Eğitim Sen Genel Örgütlenme Sekreteri İzzet İldeş, deprem bölgesinde eğitimde yaşanan sorunların çözüm beklediğini söyledi.
İskenderun/SES
Deprem bölgesinde okul, eğitim araçları ve öğretmen açığı olduğunu, bölgedeki öğrencilerin diğer kentlerle aynı olmadığını anlatan İldeş, depremzedelere yönelik üniversite ve lise sınavlarında 'deprem bölgesi' kontenjanının sürmesi ve buna dezavantajlı grupların da eklenmesi gerektiğini ifade etti.
Eğitim Sen İskenderun Şubesinde, şube başkanı Mustafa Ünsal ve yönetim kurulu üyeleriyle birlikte dün düzenlediği basın toplantısında konuşan sendikanın genel örgütlenme sekreteri İzzet İldeş, "2024-2025 eğitim-öğretim yılı, Türkiye'de eğitim sisteminin karşı karşıya kaldığı derin sorunların gölgesinde başlamaktadır.

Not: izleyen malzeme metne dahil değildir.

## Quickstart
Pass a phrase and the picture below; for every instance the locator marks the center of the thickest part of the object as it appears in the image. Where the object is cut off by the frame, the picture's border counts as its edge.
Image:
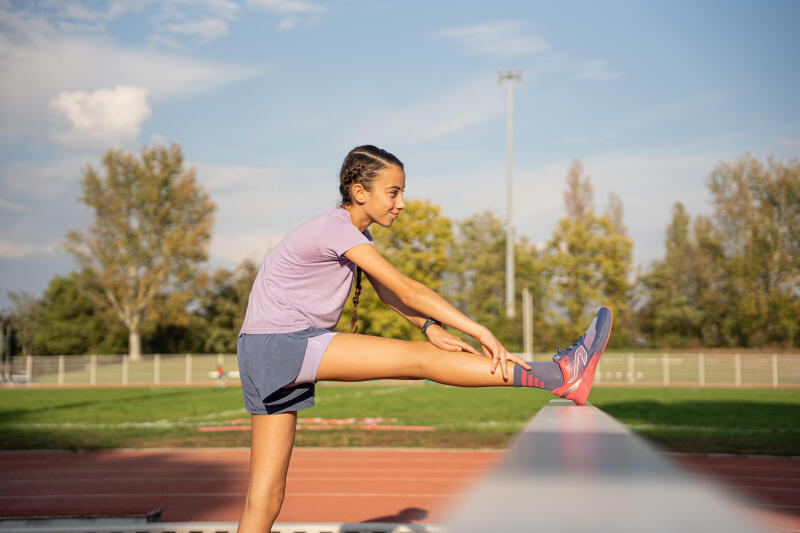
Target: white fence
(615, 368)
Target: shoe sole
(581, 394)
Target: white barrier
(574, 468)
(98, 526)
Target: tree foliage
(418, 245)
(223, 305)
(152, 224)
(589, 262)
(70, 322)
(736, 282)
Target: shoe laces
(562, 354)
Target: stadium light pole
(508, 78)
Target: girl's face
(385, 201)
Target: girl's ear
(358, 193)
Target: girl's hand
(500, 356)
(441, 338)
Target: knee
(266, 499)
(422, 360)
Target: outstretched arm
(439, 336)
(417, 296)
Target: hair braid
(362, 165)
(356, 296)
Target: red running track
(324, 484)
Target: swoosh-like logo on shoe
(580, 358)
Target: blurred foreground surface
(324, 485)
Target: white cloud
(102, 116)
(257, 206)
(505, 38)
(292, 12)
(13, 206)
(466, 105)
(38, 62)
(593, 70)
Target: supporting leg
(271, 449)
(351, 357)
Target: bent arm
(415, 299)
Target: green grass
(756, 421)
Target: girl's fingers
(468, 348)
(519, 361)
(504, 365)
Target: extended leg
(352, 357)
(272, 440)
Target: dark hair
(362, 165)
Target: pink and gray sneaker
(579, 361)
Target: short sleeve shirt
(305, 279)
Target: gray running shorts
(278, 370)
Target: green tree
(757, 215)
(417, 245)
(152, 225)
(475, 281)
(672, 315)
(589, 262)
(71, 323)
(223, 305)
(25, 319)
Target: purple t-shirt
(305, 279)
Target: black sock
(542, 375)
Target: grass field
(748, 421)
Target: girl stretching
(286, 345)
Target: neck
(358, 217)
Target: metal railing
(620, 369)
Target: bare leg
(272, 440)
(351, 357)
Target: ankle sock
(542, 375)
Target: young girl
(286, 343)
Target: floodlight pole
(509, 77)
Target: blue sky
(267, 96)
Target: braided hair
(362, 166)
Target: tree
(223, 305)
(589, 261)
(71, 323)
(757, 214)
(152, 225)
(417, 245)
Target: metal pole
(508, 78)
(527, 321)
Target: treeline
(729, 279)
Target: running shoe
(579, 361)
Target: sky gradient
(265, 97)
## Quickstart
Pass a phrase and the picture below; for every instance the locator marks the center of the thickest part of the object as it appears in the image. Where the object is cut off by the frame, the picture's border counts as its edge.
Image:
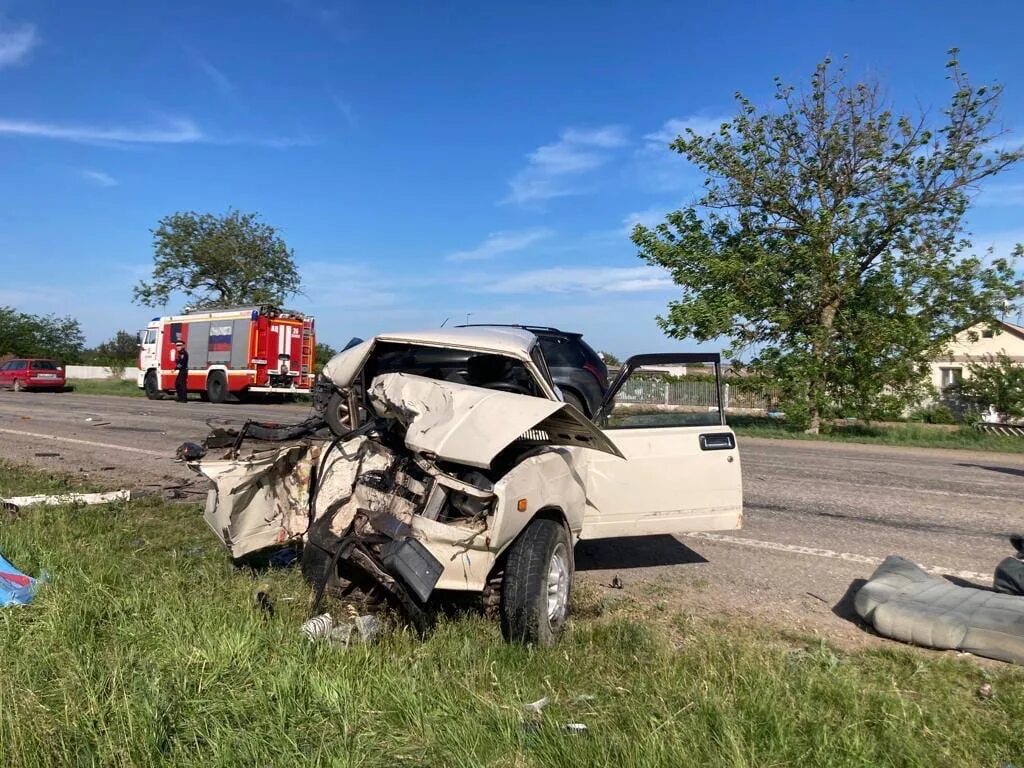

Ekonomik krizin ağırlaşarak sürmesi nedeniyle eğitim masraflarının artması, ÇEDES ve benzeri projeler üzerinden eğitimi dinselleştirilmesi çabaları, laikliğe ve bilime aykırı müfredat değişiklikleri, öğrencileri Mesleki Eğitim Merkezleri’ne (MESEM) yönlendirme girişimleri, Öğretmenlik Mesleği Kanunu (ÖMK) tartışmaları, çok sayıda bölgede taşımalı eğitime son verilmesi gibi konular bu eğitim yılının temel tartışma başlıkları arasında yer almaktadır" dedi. Okulların fiziki altyapı ve donanım eksikliklerinin giderilmemesi, kalabalık sınıflar, ikili öğretim, taşımalı eğitim, çocuk ve gençlerin dini cemaat ve vakıfların kreş ve yurtlarına yönlendirilmesi, çocuklara yönelik taciz ve istismar vakalarının geçen eğitim öğretim yılında da devam etmesini eğitimdeki sorunlar olarak sıralayan İldeş, "Öğretmen açıkları sorun olmayı sürdürmekte, mülakata ve arşiv araştırmasına dayalı sözleşmeli öğretmenlik ve ücretli öğretmenlik uygulaması eğitim emekçileri arasındaki eşitsizliği ve adaletsizliği derinleştirmektedir" diye konuştu. İldeş, "Eğitimde en de cinsiyet eşitsizliği, eğitimde en yaygın biçimde karşılaşılan adaletsizliklerden biridir. Kız çocukları, özellikle kırsal ve muhafazakâr bölgelerde eğitimden mahrum bırakılmakta veya erken yaşta evlilik gibi nedenlerle eğitimlerini yarıda bırakmak zorunda kalmaktadır. Dezavantajlı gruplar arasında kız çocukları, mülteci çocuklar ve engelli çocuklar yer almaktadır. Bu çocuklarda eğitim hakkından büyük oranda mahrum kalmaktadır. Eğitim, herkese eşit koşullarda sunulması gereken temel bir insan hakkı, aynı zamanda devredilemez ve vazgeçilemez kamusal bir haktır" değerlendirmesini yaptı.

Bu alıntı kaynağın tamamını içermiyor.